Lately I’ve been adopting a practice I learned from my mother (I could probably write a million stories that begin with that line). Every night, my mother set the table for the next morning. She cleared the table and cleaned it, set out the plates, napkins and silverware before bed. As a child, I didn’t think about it much. But now that I am an adult and a mother to my own children, it makes perfect sense, and I am once again awestruck at the brilliance of my own mother.
In the evenings, I now set the table before bed. I put out the essentials for our morning meal—mugs and spoons, bowls and napkins. I think most of us can relate to the deep satisfaction that comes from gazing upon a freshly-set table. This simple ritual can change the entire landscape of the morning. Waking up and coming out to the kitchen to see this beautiful spread is heartwarming and rewarding. It brings me a very specific kind of joy, and all with my own hands. It is for me, for my family, for my children. We will sit here and eat breakfast, drink tea, and laugh. We will make a mess. The table, so perfect at first, will soon be filled with crumbs and dirty dishes and tiny handprints. This is all part of the beauty.
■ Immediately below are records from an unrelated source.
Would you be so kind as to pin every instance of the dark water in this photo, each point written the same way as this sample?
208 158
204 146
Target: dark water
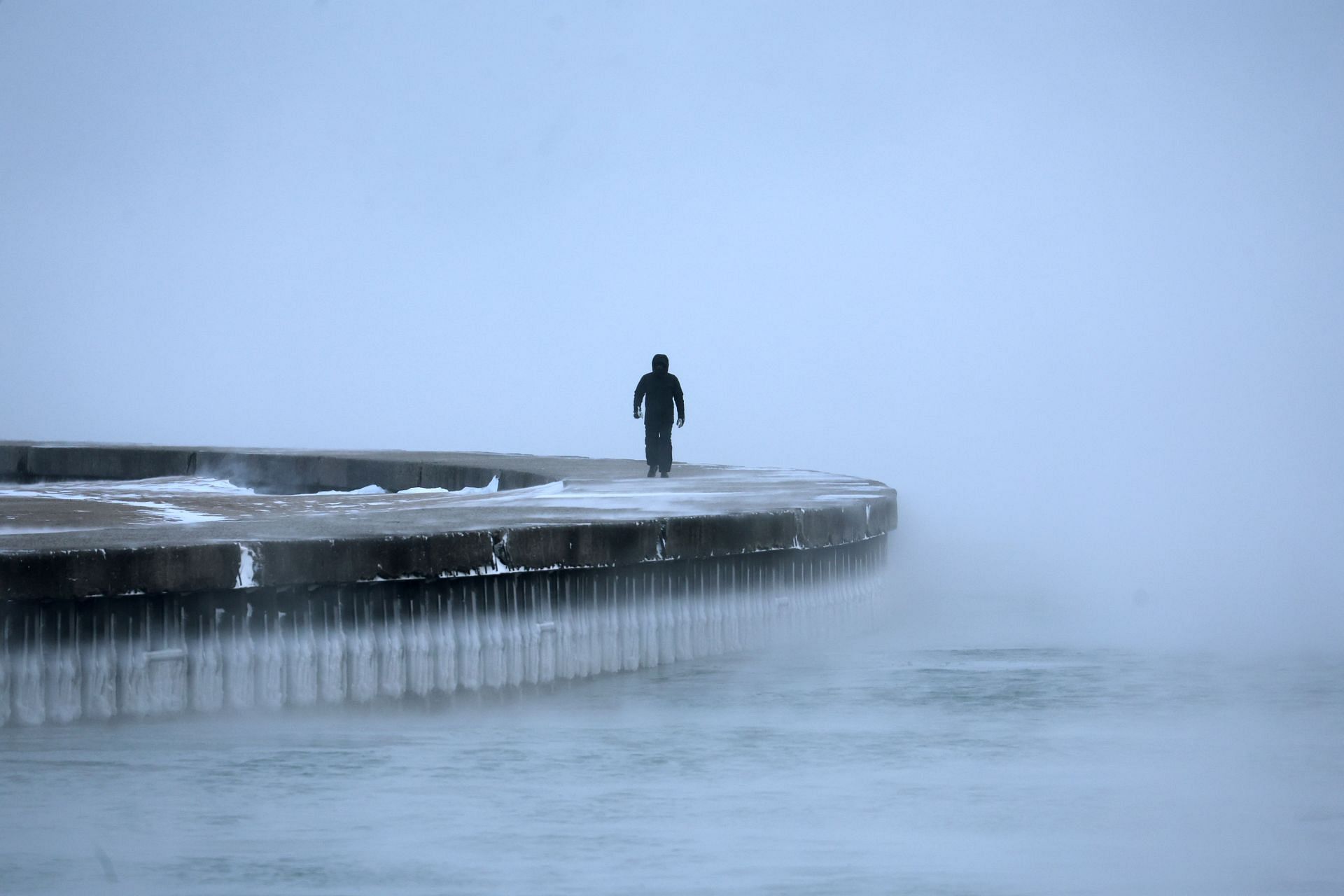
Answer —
859 766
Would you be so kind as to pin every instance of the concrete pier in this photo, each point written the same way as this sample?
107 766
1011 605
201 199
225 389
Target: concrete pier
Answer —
143 580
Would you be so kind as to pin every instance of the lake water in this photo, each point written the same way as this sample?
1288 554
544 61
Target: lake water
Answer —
862 764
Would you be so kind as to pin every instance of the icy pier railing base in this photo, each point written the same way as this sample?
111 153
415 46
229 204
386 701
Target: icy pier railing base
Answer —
273 648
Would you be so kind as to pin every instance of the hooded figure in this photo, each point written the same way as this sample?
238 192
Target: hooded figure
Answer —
659 391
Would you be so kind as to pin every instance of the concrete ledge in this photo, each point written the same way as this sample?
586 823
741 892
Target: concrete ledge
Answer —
550 512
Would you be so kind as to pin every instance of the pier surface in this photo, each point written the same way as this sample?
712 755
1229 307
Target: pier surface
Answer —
106 520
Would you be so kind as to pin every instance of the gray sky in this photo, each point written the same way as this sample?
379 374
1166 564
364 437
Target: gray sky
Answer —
1068 276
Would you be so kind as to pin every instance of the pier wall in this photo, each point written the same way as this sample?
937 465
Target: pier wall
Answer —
307 599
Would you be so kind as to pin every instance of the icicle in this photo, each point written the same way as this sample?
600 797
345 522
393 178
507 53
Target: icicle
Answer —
445 650
239 684
62 680
4 673
302 663
420 673
331 656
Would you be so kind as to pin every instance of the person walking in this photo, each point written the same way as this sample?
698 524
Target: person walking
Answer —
659 391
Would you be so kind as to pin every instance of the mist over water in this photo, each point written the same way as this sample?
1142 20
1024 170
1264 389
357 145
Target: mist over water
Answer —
1066 276
840 764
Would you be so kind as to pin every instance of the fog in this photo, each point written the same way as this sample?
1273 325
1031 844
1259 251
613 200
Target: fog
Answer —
1066 276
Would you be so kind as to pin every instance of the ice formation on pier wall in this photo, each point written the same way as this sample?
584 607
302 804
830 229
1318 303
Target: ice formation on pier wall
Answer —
267 649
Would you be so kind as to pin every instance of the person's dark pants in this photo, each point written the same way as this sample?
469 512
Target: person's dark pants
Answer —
657 442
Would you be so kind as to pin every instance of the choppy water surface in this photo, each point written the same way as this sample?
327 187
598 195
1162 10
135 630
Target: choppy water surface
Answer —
859 766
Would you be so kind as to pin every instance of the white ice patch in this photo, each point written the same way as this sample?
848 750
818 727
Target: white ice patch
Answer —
246 567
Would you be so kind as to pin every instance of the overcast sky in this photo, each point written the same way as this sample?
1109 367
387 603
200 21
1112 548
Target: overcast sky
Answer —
1068 276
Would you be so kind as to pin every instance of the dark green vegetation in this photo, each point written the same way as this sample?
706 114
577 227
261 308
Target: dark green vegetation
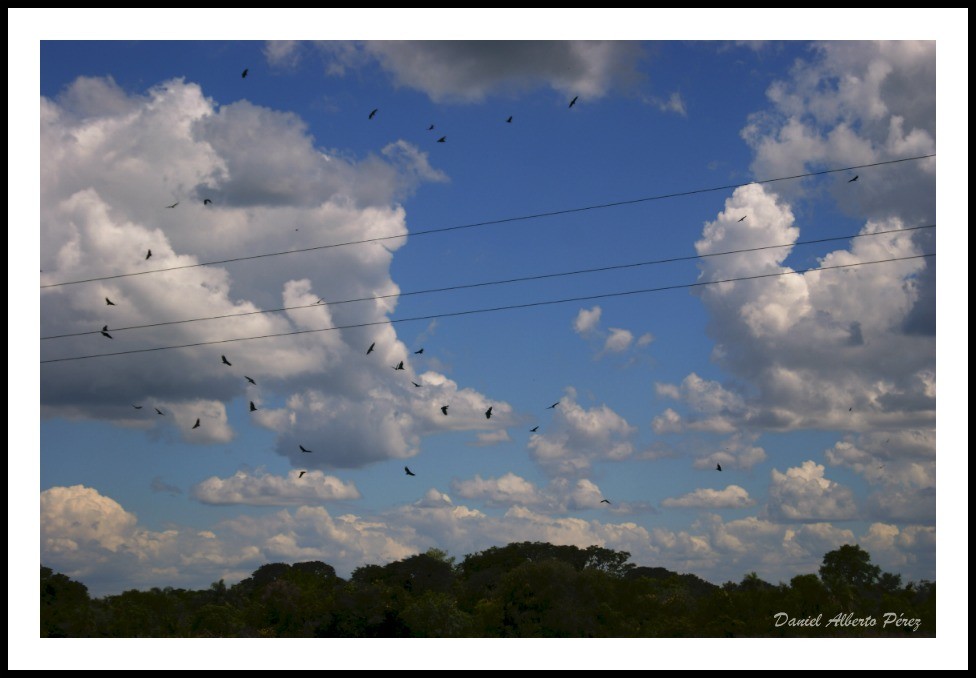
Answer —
520 590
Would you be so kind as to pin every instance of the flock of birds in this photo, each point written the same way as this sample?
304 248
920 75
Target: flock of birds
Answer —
399 366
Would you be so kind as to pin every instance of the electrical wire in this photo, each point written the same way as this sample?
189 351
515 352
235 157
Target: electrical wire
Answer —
453 288
455 314
493 222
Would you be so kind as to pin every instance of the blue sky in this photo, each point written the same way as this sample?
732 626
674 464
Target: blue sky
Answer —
815 392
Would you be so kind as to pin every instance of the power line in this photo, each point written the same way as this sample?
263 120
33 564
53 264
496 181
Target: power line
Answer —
452 288
493 222
494 309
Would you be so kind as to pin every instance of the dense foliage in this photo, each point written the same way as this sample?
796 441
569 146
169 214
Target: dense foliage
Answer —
520 590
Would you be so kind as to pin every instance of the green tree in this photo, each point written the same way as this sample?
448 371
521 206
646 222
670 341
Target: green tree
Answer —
848 574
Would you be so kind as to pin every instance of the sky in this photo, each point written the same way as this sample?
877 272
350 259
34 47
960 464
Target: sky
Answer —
445 203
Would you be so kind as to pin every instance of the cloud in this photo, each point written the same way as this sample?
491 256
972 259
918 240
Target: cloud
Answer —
618 341
507 490
159 485
673 104
110 164
587 320
492 438
283 53
433 499
732 496
855 103
803 494
470 71
716 409
263 489
790 338
578 436
91 538
559 496
738 452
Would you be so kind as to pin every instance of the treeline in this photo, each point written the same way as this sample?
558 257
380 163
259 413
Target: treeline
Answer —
526 589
My own mother still does this, though we are all now big and grown. She said she began it as a way to help her when she was raising little children. It made the mornings easier, yes, but it also added an element of pleasure beyond just practicality— it brought beauty to her days.
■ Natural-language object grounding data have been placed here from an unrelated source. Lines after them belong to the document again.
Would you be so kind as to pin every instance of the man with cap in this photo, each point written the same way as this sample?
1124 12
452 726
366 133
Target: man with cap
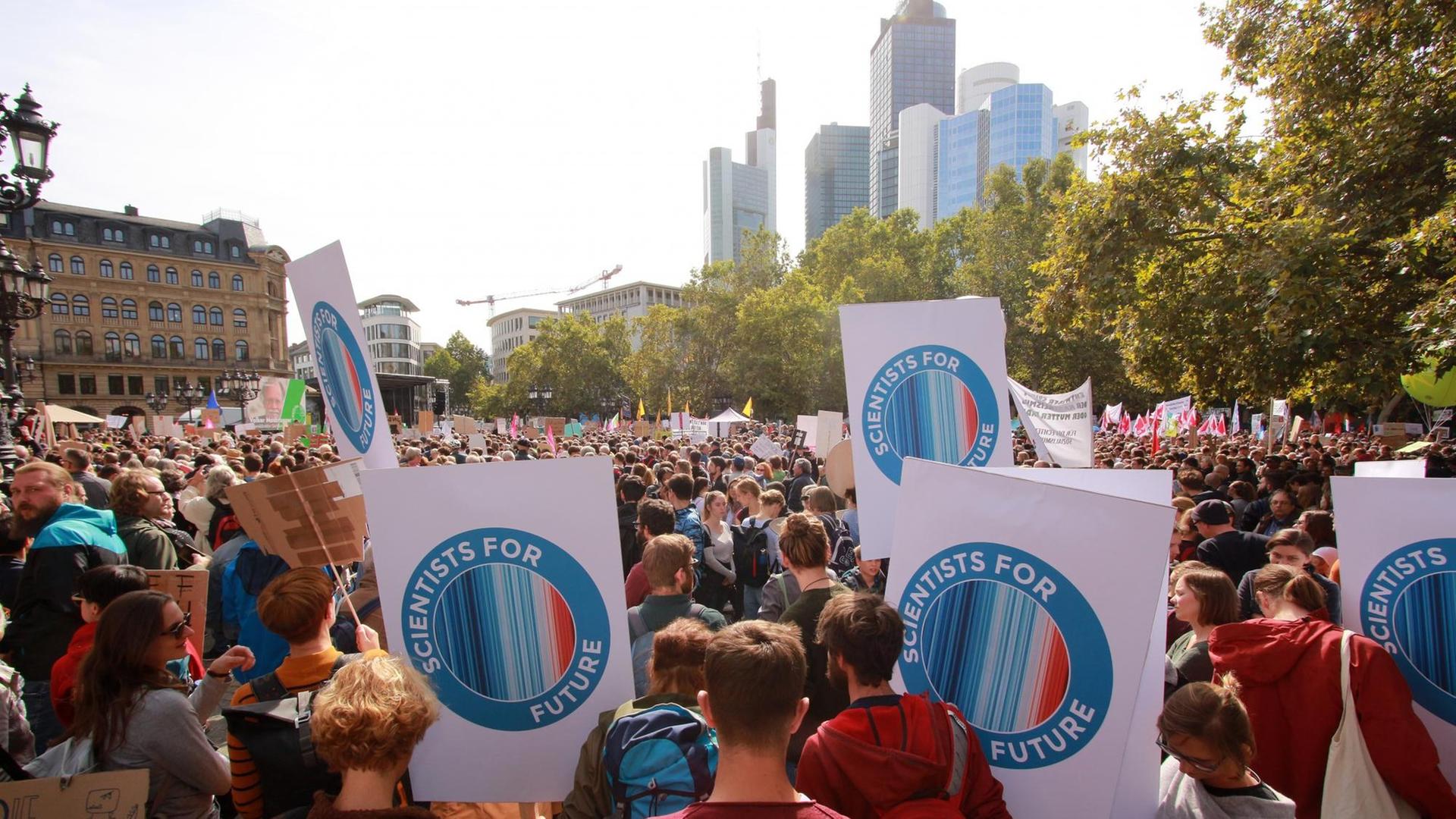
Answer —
1223 547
Morning light shines in a different way than any other light we know; morning light is a special gift that we receive each day if we are lucky. Setting the table at night is another gift and then it harvests the gift of morning light. It’s like planting a seed, and in the morning you get to see the flower—the satisfaction is full and wondrous. This is a ritual, a practice, a small way to produce big feelings. I feel some kind of reverence as I incorporate this into my own life. Sometimes the best lessons are not ones that we learn in classrooms or in books, but in the subtle and quiet practices of our mothers and grandmothers.
Our homes contain so much of us. Literally, they house us and our families, but they also house the reflections of our spirits and our hearts. Small rituals at home can actually be big rituals for our well-being and for our happiness. They let the light in.
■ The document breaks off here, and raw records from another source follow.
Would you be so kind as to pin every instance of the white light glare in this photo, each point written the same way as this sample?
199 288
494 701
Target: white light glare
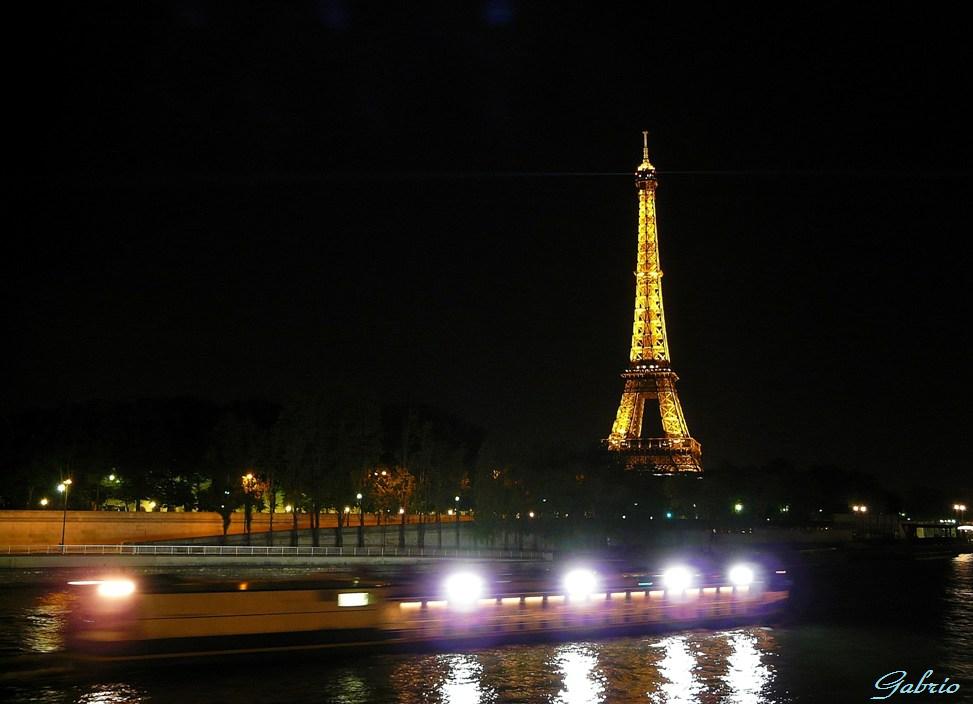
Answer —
463 588
580 583
677 579
353 599
741 575
115 588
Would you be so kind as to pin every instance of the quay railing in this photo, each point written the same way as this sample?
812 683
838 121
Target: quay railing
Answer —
276 551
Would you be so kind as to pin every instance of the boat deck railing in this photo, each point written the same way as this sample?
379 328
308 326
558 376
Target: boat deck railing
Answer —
276 551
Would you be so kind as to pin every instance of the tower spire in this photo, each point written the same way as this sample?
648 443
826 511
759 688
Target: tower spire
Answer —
646 165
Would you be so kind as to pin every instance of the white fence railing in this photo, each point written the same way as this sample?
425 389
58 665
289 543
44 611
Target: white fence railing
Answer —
274 551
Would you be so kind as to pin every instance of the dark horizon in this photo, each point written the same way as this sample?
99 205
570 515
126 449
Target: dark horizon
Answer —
232 202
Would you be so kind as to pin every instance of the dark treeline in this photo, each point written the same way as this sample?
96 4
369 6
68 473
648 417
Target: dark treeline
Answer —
318 451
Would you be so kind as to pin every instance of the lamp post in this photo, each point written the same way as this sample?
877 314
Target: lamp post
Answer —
249 483
361 522
861 510
63 488
401 527
456 502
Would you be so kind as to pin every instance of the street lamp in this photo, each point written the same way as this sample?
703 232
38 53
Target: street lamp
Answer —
249 484
361 522
401 526
63 488
456 501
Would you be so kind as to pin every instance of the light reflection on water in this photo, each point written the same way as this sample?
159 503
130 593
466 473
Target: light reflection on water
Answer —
679 684
582 682
748 676
44 630
751 665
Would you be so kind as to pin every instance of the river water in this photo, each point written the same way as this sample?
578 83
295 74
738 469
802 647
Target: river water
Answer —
848 623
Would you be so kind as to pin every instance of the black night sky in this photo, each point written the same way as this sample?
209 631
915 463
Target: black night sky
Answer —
237 200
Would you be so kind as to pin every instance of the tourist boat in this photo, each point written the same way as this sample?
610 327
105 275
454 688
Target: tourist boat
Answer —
130 619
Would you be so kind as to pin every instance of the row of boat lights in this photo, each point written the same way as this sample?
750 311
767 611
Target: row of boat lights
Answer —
466 588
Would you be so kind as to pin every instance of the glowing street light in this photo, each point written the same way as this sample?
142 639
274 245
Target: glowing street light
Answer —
63 487
456 501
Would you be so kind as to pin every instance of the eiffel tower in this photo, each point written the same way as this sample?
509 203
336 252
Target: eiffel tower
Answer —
650 382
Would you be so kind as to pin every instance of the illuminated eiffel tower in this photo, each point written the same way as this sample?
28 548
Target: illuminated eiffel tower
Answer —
650 382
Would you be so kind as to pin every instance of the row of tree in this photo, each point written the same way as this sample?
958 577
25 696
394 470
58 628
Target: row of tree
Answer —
317 452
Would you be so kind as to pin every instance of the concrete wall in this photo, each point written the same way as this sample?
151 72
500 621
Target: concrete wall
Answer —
43 527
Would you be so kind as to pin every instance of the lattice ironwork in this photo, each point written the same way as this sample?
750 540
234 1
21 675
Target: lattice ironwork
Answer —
650 383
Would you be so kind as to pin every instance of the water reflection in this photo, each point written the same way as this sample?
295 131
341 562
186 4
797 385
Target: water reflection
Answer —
582 683
45 619
747 677
115 693
462 683
958 619
677 667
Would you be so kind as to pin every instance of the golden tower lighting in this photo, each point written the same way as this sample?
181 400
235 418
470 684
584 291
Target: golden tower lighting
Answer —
650 382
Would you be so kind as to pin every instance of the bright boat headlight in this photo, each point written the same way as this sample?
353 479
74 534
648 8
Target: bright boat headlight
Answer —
580 583
740 576
463 588
116 588
677 579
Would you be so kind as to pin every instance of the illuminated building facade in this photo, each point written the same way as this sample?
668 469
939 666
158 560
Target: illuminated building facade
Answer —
650 382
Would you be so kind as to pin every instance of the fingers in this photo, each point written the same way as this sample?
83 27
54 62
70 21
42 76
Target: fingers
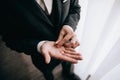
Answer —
68 59
61 36
73 54
77 57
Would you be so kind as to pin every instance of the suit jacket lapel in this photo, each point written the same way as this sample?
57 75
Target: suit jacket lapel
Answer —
43 16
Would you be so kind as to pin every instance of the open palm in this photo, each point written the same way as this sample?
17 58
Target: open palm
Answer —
67 54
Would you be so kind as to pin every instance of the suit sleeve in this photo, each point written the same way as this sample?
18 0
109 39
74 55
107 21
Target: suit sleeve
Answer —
28 46
74 14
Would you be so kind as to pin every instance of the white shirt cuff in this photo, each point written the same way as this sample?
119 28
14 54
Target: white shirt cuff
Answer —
39 46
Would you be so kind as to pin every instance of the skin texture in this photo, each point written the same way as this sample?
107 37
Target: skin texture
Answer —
67 38
49 50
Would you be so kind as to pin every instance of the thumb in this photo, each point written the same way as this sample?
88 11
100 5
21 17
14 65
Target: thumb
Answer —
47 58
61 35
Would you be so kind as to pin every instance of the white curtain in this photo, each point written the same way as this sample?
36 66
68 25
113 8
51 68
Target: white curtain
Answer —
99 35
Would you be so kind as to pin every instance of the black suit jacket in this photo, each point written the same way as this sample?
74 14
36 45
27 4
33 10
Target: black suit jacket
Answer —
27 24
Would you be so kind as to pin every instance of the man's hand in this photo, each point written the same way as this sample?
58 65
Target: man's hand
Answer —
49 50
67 38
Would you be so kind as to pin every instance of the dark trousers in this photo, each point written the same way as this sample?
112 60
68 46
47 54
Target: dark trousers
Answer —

There is a Japanese concept called Wabi-Sabi, which essentially celebrates the beauty in imperfection and impermanence. This comes to mind for me when I think about setting the table at night. Part of the beauty is, of course, the way that the table looks when it’s set. Everything is in order and the dishes are clean. When I wake up and look at it with the sunlight falling across it, I am moved by its loveliness. And then, there is something just as beautiful in making it messy. Breakfasts and mornings are a special time; sitting at the table with my family in the morning is sacred. Mornings make me grateful. After breakfast, there is nothing left to do but to clear the table and take it all away. No more perfect place settings and pretty napkins—they’re all a mess. But without the mess-makers, there would be no reason to set the table in the first place. Without one side, we cannot have the other. And so there is an inherent beauty in both.
Every woman has her rituals at home. It’s the little things that make our homes so comfortable and loving. Someone once told me that the reason it always feels so good to come home is because home is where we can be ourselves the most.
What do you do to create joy in your space? Is there a ritual you learned from a mother or friend that makes a big difference in your daily life?